What is the most important thing you have learned in this course? How do you feel about it?
Short answer: I want to continue with OD.
Long answer: I am in the middle of a career change (though not necessarily an employer change.) I’d heard a lot of things about organization development and I wanted to test the waters to see if this is work I would be interested in exploring. Before we hit the half-way point in this course, I knew that I really enjoyed the field of Organization Development.
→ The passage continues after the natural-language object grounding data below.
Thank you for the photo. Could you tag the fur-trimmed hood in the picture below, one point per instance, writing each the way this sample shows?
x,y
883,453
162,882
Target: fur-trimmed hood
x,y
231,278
I’m a fan of Paulo Freire and the discipline of popular education. Popular education raises the consciousness of its learners and allows them to become more aware of how their personal experiences are connected to something bigger. Popular education empowers us to make the changes needed. For me, the parallels with OD are obvious. OD empowers those in the system to make the change they are seeking. More often than not the knowledge we need to make the change already exists in the room, we just need it to come out and be heard.
I think the thing that I’ve liked the most is how I think about OD vs. Change Management. OD is my heart and change management is the brain. Often I just want to get things done (fixed.) Frequently that needs to happen, but it infrequently leads to long term culture change. That is why I know that OD is a better and harder path to follow.
As Paulo Freire said, “Knowledge emerges only through invention and re-invention, through the restless, impatient, continuing, hopeful inquiry human beings pursue in the world, with the world, and with each other.” It’s up to OD practitioners to actually facilitate the curiosity needed to uncover the knowledge to make organizations better.